Ladysmith council asks Telus to look at other options for siting new telecommunications tower

Telus would like to build a 14.9-metre monopole in downtown Ladysmith, but councillors wonder if there is a better site.

A proposal to build a Telus telecommunications tower in downtown Ladysmith is getting a second look after town council asked for other location options.

Telus would like to construct a 14.9-metre-tall telecommunications tower at the Telus central office at 11 Roberts St. The monopole would be painted dark green to try to blend into the nearby trees, and all the antennae would be concealed in the tower.

During its meeting on Feb. 18, council voted on the colour of the tower and agreed that if there are future requests for additional heights or external antennae to be added to the facility, further consultation will take place with the Town of Ladysmith.
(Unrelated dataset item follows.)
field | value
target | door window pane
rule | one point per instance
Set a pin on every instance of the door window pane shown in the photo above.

However, council did not agree to the location at that meeting, as a number of councillors expressed a desire to explore other options.

Telecommunications facilities are within federal jurisdiction, and while local zoning powers do not apply to towers such as this one, Industry Canada policy requires a telecommunications proponent to consult with the local land use authority in certain circumstances, Felicity Adams, the Town’s director of development services, explained in her report.

According to Telus, the existing site that provides coverage to Ladysmith, which is located on Gabriola Island, is reaching its capacity limit due to increased wireless usage. So Telus is now looking for another site within Ladysmith that can meet such capacity demand and maintain the quality of service.

Telus made a presentation about the proposed tower to the Town’s Heritage Revitalization Advisory Commission in January, and the commission recommended where the tower should be sited on the property — on the east side, which would be partially screened by the Telus building and would enable the equipment to be contained in the existing garage — that the tower be painted dark green to reduce visual impact, and that Telus consult with the neighbours.

Telus sent notifications to residents within 45 metres of the proposed tower and also to the Ladysmith Chamber of Commerce and the Ladysmith Downtown Business Association.

Rupinder Basi of Altus Group was at the government services committee meeting on Feb. 18 to make a presentation to council on behalf of Telus.

More and more Canadians are using wireless devices, and wireless devices are becoming an important part of community safety infrastructure, explained Basi.

“The rationale for our proposal today is to help improve wireless coverage within the community for residents, local businesses, emergency services and the travelling public, and to also keep up with the more recent demand for data services as a result of increased use of smartphones, tablets, laptops and other wireless devices,” he said.

Telus is proposing a fully-shrouded 14.9-metre monopole.

“This structure would have all the antennae mounted within the pole, so it’s a much cleaner design,” explained Basi.

The structure will be designed so it meets all Industry Canada requirements, as well as Health Canada’s Safety Code 6 standards for all devices that emit a wireless signal, explained Basi.

Coun. Gord Horth expressed surprise that Telus would choose this site and not one higher up the hill.

“I think we’re getting one option and we’re trying to shoehorn it into one site that Telus has,” he said. “I just think it merits we look at more options.”

Basi told council that radio frequency engineers looked for a site in the downtown core that would provide the best coverage. Initially, Telus was looking at a site on First Avenue, but the company chose to look elsewhere after Town staff expressed a desire to maintain the heritage feel of the main street.

Coun. Jill Dashwood spoke in support of the site but said that as the town expands, the Roberts Street site would be too low to provide coverage to the area northwest of town.

“I’m wondering if it would save you money to look up the hill for the future rather than needing to expand not too far down the road,” she said.

This site has been identified for providing coverage for the near future, explained Basi.

“In terms of addressing coverage in the downtown area, this is the best option,” he told council.

Coun. Bill Drysdale pointed out that the system has crashed during Light Up when there are thousands of people downtown, and he feels the ideal location for a tower would be Third Avenue because it would reach the top of the town and the downtown area.

One of Hutchins’s concerns was raising the tower in the future.

“This opens a door we will have no control over,” he said. “We will have a say, but we can’t stop it. The question is, is this the best location for our town in the short term and long term? The problem is when this goes from 14.9 metres to 30 metres, what happens? Is it better to be setting it up on Sixth Avenue?”

Drysdale supported the Roberts Street site.

“I don’t see any other location that would be easy to site a tower without pushback from the public,” he said. “This is the one I think has the least impact on our citizens and gives us the coverage we need.”

Councillors have asked staff and Telus to explore other options for siting the tower.

“I think we should be looking at the bigger picture,” said Horth. “Personally, I’d like to see other options and look at it more holistically.”